We strive to provide superior quality and make parts look great for each and every customer. Anodizing is exceptionally durable and resilient to corrosion, but it is not impervious to damage. In order to protect your anodized coating investment we have provided the following important care tips to keep in mind after you receive your order:
If you need to clean your anodized components keep in mind that the anodic coating, like its aluminum base, is susceptible to damage and corrosion from certain types of cleaners. Please avoid using strong acids (nitric or sulfuric), ammonia, lye, masonry or cement cleaners. Even more important to note is that high alkaline cleaners will break down the anodic coating. It is recommended not to use them. If the anodic coating is damaged this will have a negative impact on any color anodizing. As a general rule, mild soap, alcohol, and acetone can be used to clean the surface.
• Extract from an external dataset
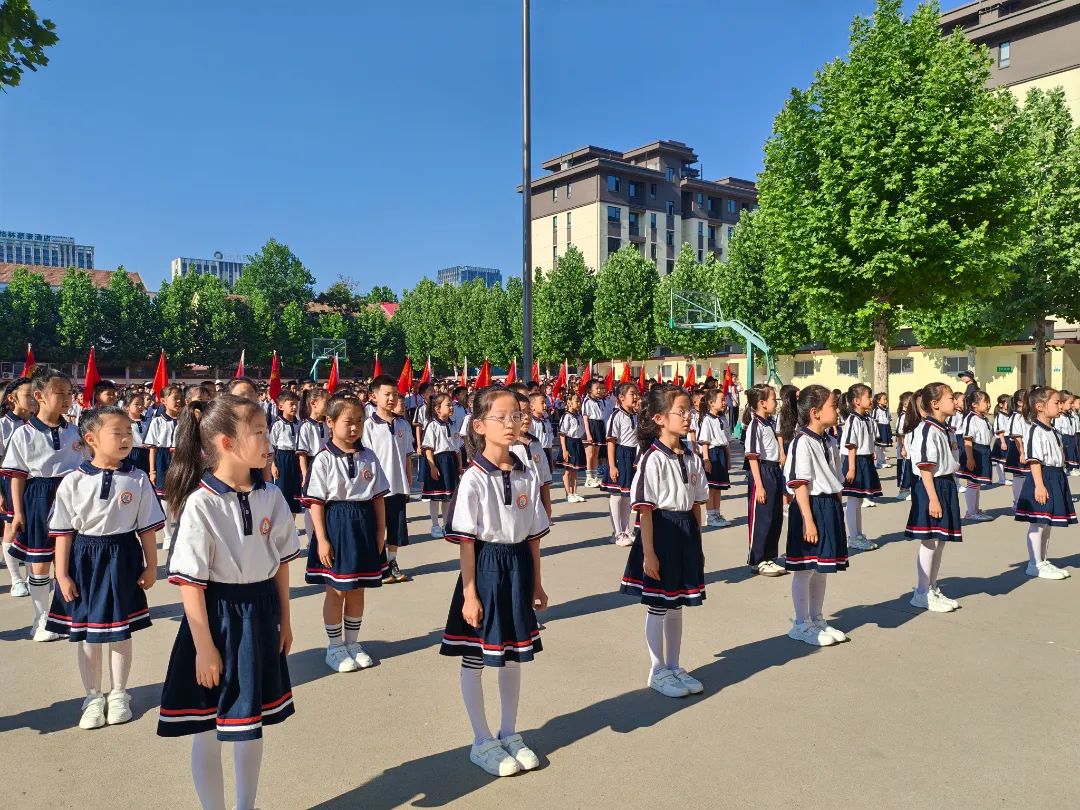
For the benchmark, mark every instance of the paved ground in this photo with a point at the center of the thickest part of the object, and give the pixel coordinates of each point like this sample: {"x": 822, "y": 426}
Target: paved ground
{"x": 970, "y": 710}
Light Fastness and Heat Fastness of Color Anodizing
Alpha Metal Finishing uses organic dyes in processing colored anodizing. We purchase the highest quality dyes that provide superb resistance to weathering and fading. However, some dyes have a better rating for weather fastness, heat fastness and light fastness than others. It is important to evaluate where your anodized part will be used. Will the component be used inside, outside, in extreme weather conditions, or high UV light? Or, will it be submerged in any form of liquid? Any of these adverse conditions will affect the longevity of the color anodized component. Please be aware that organically dyed parts do fade to some degree over time.
Potential Galvanic Corrosion
Although the anodic coating provides excellent protection against corrosion it is possible to experience galvanic corrosion. This happens when a dissimilar metal (i.e. stainless steel, copper, brass, etc.) penetrates the anodic coating and comes into contact with raw aluminum. Many times we have seen this issue occur when a stainless steel fitting is threaded into an aluminum component. We have also seen galvanic corrosion occur with chromate conversion parts that have a dissimilar metal that cuts through the chromate layer (which is substantially thin) and comes into contact with the aluminum substrate.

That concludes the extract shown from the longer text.